Some HOAs are professionally managed, but it is common for associations to be managed by building residents who hold their positions as volunteers. Even if you like the current HOA board or management company, it can change after you move in and you may end up getting something totally different than what you expected.

7. Watch for under-management. Not all HOAs are over-managed. The opposite problem may be an HOA where no one really cares and where no one is interested in maintaining the building, making repairs, hearing resident grievances or being on the board. Residents may simply take turns serving as HOA president or randomly appoint someone, so be prepared to serve in this role whether you want to or not if that is the case with your community’s HOA.

This would also be a good time to check into any restrictions preventing you from renting out your property or that make it difficult for you to do so. If your property is being under-managed you might not have an issue, but if you’ve got a hyperactive manager it could be a totally different story.

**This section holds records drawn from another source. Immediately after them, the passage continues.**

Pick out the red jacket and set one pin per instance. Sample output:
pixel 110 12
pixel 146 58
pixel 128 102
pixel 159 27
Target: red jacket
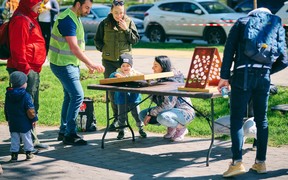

8. Find out what kind of catastrophe insurance the HOA has on the building. This is particularly important if you’re considering a condo or townhouse purchase and you live in an area that is prone to floods, earthquakes, blizzards, fires, tornadoes, hurricanes or any other type of potential natural disaster – and that is virtually anywhere.

9. Consider the impact of HOA fees on your short- and long-term finances. A condo with high HOA fees might end up costing you as much as the house you don’t think you can afford.


Homeowners’ associations can be your best friend when they prevent your neighbor from painting her house neon pink, but your worst enemy when they expect you to perform expensive maintenance on your home that you don’t think is necessary or impose rules that you find too restrictive. Before you purchase a property subject to HOA rules and fees, make sure you know exactly what you are getting into.